On doit célébrer ceux qui ont le courage de souligner les mauvaises nouvelles, les erreurs, les risques, les échecs, et inviter le réseau de contributeurs à participer comme porte-voix dans le processus et alimenter l’apprentissage.

La transparence et la collaboration sont les caractéristiques du climat nécessaire à cette prise de conscience pour encadrer les échecs et bien cerner ce qui est inacceptable dans l’exécution d’un projet, pour bien expliquer les conséquences.

L’essentiel est de comprendre le contexte des leçons apprises et de les appliquer correctement dans le bon cadre.
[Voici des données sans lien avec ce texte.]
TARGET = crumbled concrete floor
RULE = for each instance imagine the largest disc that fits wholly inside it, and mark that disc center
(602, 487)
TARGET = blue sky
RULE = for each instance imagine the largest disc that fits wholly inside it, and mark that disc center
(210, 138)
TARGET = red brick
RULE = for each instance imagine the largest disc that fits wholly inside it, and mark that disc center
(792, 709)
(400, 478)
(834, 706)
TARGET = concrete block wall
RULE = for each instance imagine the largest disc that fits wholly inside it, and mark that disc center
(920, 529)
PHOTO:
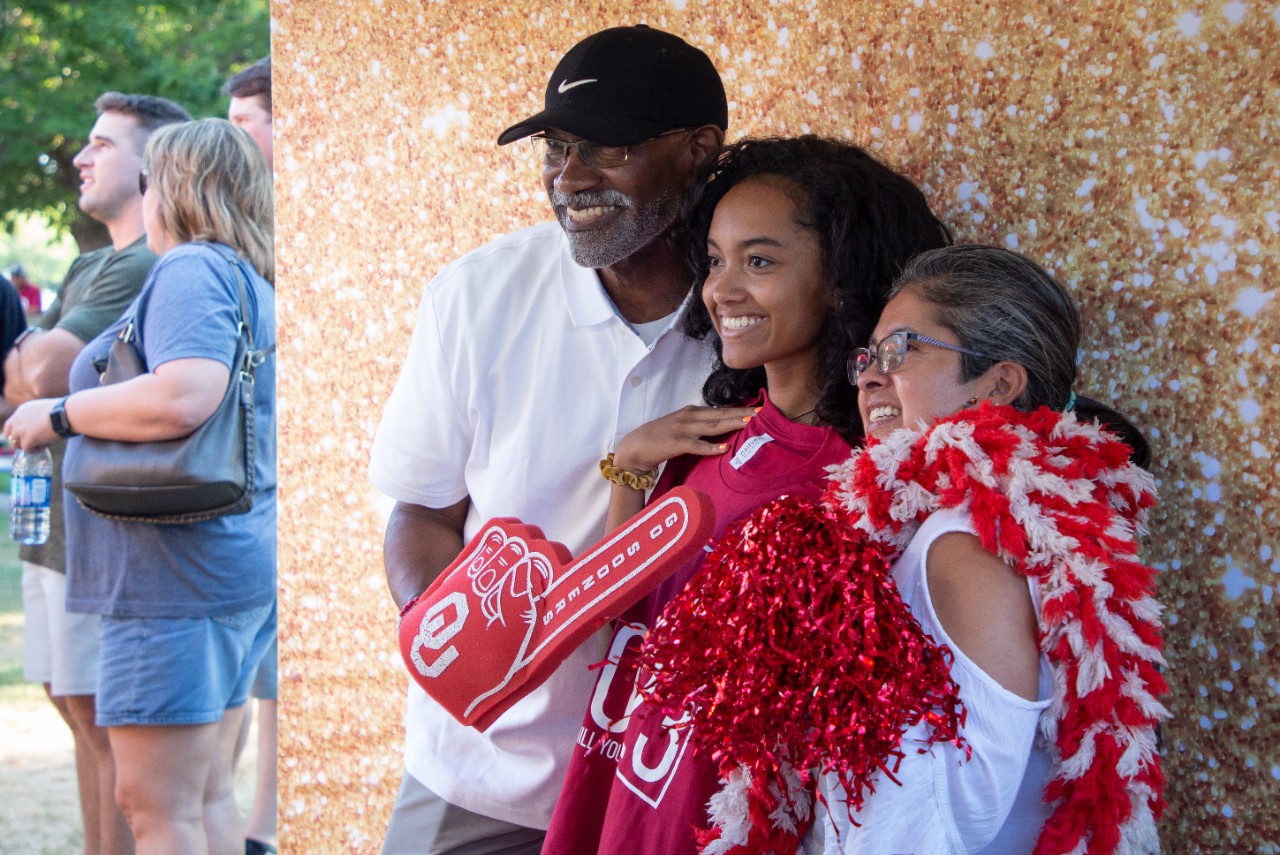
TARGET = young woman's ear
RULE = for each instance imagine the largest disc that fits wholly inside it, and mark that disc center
(1010, 382)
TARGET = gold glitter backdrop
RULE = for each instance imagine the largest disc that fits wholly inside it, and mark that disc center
(1132, 147)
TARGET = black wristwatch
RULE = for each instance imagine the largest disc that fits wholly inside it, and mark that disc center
(58, 419)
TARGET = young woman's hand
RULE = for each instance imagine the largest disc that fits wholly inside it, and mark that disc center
(684, 431)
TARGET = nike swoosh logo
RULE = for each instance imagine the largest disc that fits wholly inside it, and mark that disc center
(566, 86)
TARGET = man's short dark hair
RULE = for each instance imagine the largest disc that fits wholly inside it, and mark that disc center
(149, 110)
(255, 79)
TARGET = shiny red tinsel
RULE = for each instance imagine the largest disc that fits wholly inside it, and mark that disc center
(792, 647)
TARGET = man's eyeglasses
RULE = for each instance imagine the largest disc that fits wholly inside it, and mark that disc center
(553, 152)
(891, 351)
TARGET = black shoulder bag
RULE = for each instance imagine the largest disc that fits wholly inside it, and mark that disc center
(204, 475)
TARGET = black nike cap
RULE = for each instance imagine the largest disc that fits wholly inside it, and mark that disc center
(625, 85)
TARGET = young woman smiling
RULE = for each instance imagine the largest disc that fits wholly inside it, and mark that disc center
(792, 243)
(976, 566)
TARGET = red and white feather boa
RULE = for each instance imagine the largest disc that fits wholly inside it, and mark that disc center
(1052, 497)
(1059, 501)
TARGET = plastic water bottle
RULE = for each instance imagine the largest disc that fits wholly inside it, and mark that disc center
(30, 485)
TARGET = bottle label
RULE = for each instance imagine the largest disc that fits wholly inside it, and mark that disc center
(31, 490)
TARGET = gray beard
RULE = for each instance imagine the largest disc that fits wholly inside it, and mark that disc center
(635, 229)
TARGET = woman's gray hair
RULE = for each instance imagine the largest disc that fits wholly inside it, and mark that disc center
(1005, 306)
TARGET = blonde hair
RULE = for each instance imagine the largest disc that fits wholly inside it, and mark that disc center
(214, 184)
L’imitation simple des leçons apprises d’un autre projet dans un contexte différent peut mener directement à un autre échec. Il faut prendre le temps de consulter l’ensemble des parties prenantes impliquées dans l’exécution de son projet afin de traduire l’échec en apprentissage.

Le bon moment pour capturer le #failmoment : en continu

AVANT UN PROJET 

  • Il est essentiel de recenser le registre des leçons apprises (#failmoment d’un autre artiste)
  • Lors de l’initiation d’un projet, il est important de valider le plan de projet, l’étendue, les besoins, la décomposition des activités, la chaîne d’imputabilité et la composition de l’équipe avec des pairs (autres artistes qui ont joué sur la même scène).
  • Le pre-mortem est organisé comme session de visualisation de l’échec en collaboration avec l’équipe afin de déceler et de prévenir l’apparition des causes de l’échec.

PENDANT UN PROJET 

  • Lorsqu’ils surviennent dans l’exécution du projet, il faut utiliser la force du réseau en temps réel pour inclure les erreurs dans un rapport de #failmoment à transférer en leçon apprise.

APRÈS UN PROJET

Le post-mortem devient un forum de collaboration et d’échange : un failcamp.

EN CONTINU

Il faut être clair : le post-mortem en continu des bons coups et des #failmoment (extrant) doit est un intrant en continu dans les autres projets (à travers le PMO, les forums de gestionnaires de projets ou les communautés de pratique).

On pourrait aussi dire qu’un #failmoment  ( --- ) qui sort d’un projet est automatiquement transformé en positif (+++) lorsqu’il est transféré à l’intérieur d’un autre projet ou d’une autre ressource.

Comme c’est le transfert qui valorise l’état d’un #failmoment : les gestionnaires doivent s’assurer non pas (seulement) que les post-mortem soient faits (en continu) mais (surtout) que les leçons apprises soient transférées (efficacement et rapidement).

 

L’union des artistes : le bureau de projets

Comme vecteur de changement, le bureau de projets a la mission de convertir les #failmoment  en connaissances et reconnait ce qui contribue au succès d’un projet pour le traduire et transférer en connaissance.

On ne doit pas tenir le gestionnaire de projet, préoccupé par la livraison, seul responsable de la création de la connaissance qui servira aux projets futurs. Ce rôle revient au bureau de projets, qui représente l’union de tous ces artistes qui orchestrent la planification et l’exécution d’une vision stratégique.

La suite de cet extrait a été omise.